I know that there are many ways to make this... However I like simple, and this gets the job done and everyone I have served it to has enjoyed it. In fact, my aunt will not eat it anywhere or anyone else except mine. I hope that you too fine this enjoyable and easy as well.
1Slice onions thin in rings or if you like a little more body slice them a little on the thicker side. Sauté onions in butter in pan over medium heat of range top until golden brown, about 15 to 20 minutes.
2Transfer Onions and butter to a pot and add beef broth, water, worcestershire, salt and pepper to taste... If you notice that the beef stock is bland add a dash of beef granules or a beef bullion cube (I use paste). Sometimes the broth or stock can have a milder flavor than I like I just fix it to my liking. Simmer on med heat for 10 minutes and turn to low for 20 minutes. While waiting on the soup slice your bread and toast it well toasted in a toaster. Be sure not to burn it, but you want it hard and crispy.
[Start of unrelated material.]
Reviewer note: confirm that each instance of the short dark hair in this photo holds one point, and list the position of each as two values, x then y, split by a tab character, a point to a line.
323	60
3Heat your oven on broil. Some of the onions should have broke down a little that is completely normal and gives the soup the flavor you want. Ladle the soup into 4 oven safe soup bowls. Place a slice of bread on top of each bowl topping that with 2 slices of the provolone cheese. Place under a oven broiler until top is brown and bubbly about 5 minutes. Garnish with parsley and Enjoy!